Quando hoje o povo se reúne nos círculos bíblicos, ele tem um método semelhante a este método dos antigos Padres da Igreja. Interpreta o texto por associação de ideias ligadas à realidade da sua vida de hoje e não a partir do contexto histórico e literário da época da Bíblia, nem a partir das informações exegéticas. De certo modo, a visão com que o povo lê a Bíblia é uma visão antiga que hoje renasce e que faz o livro ficar novo e atual. E o resultado está aí. Funciona!
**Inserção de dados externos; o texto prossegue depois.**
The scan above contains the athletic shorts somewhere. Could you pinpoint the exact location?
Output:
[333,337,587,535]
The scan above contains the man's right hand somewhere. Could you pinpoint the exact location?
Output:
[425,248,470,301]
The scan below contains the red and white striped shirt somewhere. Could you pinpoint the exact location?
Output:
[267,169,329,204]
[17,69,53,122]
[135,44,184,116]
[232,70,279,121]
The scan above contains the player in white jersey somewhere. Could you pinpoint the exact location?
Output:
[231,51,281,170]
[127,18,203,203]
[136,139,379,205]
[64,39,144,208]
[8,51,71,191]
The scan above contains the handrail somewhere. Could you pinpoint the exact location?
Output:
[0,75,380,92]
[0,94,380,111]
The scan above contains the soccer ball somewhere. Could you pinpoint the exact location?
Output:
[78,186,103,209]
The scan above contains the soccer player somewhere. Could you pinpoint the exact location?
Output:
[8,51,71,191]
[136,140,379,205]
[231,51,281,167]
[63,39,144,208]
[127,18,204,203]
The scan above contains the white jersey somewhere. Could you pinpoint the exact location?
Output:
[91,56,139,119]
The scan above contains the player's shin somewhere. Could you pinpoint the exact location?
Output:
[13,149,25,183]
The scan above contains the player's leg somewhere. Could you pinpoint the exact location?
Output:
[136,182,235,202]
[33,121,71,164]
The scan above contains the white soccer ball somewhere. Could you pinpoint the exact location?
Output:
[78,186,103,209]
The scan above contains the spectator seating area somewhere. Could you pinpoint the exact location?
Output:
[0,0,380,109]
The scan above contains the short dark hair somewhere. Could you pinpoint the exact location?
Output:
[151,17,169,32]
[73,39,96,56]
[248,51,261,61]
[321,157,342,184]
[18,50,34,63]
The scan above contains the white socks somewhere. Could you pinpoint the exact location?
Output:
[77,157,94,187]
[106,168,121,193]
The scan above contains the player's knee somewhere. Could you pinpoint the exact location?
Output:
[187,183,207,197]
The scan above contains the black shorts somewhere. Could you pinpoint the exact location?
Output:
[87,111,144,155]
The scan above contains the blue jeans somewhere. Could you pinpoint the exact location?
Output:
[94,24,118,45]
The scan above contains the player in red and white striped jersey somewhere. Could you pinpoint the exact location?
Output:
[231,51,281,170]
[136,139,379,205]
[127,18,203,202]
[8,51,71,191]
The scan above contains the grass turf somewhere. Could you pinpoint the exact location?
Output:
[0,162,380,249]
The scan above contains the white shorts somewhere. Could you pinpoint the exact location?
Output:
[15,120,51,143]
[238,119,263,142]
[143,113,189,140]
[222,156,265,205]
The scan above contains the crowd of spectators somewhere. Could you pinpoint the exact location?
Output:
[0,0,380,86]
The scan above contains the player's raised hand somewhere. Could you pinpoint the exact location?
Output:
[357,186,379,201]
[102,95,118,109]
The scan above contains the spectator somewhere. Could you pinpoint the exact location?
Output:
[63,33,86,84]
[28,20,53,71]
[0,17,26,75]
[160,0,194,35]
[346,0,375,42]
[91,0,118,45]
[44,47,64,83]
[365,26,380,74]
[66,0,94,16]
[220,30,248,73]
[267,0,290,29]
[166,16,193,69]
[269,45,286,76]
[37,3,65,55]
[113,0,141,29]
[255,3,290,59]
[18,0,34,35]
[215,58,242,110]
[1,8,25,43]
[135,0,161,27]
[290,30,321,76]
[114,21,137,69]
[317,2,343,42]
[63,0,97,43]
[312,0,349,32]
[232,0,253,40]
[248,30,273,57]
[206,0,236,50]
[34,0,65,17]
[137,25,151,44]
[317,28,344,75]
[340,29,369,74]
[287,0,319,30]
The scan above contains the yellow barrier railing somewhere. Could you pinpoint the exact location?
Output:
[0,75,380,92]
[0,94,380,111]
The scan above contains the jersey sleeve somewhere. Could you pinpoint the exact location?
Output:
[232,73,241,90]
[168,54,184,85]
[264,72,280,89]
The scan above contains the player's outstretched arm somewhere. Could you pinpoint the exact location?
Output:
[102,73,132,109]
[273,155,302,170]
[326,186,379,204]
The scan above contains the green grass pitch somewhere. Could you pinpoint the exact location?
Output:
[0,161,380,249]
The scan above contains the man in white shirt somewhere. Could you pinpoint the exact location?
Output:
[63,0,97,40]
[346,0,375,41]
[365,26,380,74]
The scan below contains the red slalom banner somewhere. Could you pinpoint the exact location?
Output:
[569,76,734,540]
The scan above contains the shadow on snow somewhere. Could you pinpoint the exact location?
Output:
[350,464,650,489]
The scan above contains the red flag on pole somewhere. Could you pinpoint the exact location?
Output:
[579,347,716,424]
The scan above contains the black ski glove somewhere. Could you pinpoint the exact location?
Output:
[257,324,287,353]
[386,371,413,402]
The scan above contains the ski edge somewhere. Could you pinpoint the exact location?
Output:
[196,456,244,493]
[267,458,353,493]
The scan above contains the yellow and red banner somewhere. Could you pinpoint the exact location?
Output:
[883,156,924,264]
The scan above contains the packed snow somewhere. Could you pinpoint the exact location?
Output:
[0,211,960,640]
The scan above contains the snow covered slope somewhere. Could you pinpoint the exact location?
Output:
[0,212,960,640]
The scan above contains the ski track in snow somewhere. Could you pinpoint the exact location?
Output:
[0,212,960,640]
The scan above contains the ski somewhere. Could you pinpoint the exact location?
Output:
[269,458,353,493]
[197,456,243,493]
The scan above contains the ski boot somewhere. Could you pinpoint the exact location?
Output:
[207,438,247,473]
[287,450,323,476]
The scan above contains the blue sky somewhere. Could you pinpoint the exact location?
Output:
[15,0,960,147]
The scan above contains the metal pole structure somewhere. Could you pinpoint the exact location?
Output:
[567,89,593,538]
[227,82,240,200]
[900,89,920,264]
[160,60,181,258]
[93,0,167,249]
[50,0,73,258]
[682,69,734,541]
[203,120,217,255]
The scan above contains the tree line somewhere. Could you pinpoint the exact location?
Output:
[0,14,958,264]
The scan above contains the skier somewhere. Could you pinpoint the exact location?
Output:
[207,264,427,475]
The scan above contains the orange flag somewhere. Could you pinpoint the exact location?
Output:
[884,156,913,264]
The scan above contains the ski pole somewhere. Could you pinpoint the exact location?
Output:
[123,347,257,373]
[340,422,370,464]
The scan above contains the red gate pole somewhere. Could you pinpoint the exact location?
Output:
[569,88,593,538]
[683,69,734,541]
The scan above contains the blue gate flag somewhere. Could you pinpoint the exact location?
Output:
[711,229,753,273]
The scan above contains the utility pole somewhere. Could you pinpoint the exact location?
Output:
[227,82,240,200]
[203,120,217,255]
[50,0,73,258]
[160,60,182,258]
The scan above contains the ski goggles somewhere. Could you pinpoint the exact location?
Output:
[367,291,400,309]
Aqui vale a pena lembrar uma afirmação de São Clemente de Alexandria (150-215). Ele dizia: “Deus salvou os judeus judaicamente; salva os gregos, gregamente; salva os bárbaros, barbaramente”. Observando a leitura que o povo hoje faz da Bíblia nas suas celebrações e reuniões, podemos dizer: “E salva os brasileiros, brasileiramente”. Como o povo hebreu, nós também temos o nosso Antigo Testamento: é a nossa história, nossa “letra”. Como o AT do povo hebreu, também o nosso AT, a nossa história, está orientada pelo “espírito” para desembocar na vida plena revelada por Jesus. Por isso, o que importa na interpretação da Bíblia é ir descobrindo esta orientação profunda da nossa vida e da nossa história, para desabrochar em Jesus e na vida ressuscitada da Comunidade. Hoje, o povo, sem nunca ter ouvido falar de São Clemente de Alexandria, mostra como Deus está salvando os brasileiros brasileiramente. E com os mesmos critérios tenta ler e interpretar os fatos da sua vida. 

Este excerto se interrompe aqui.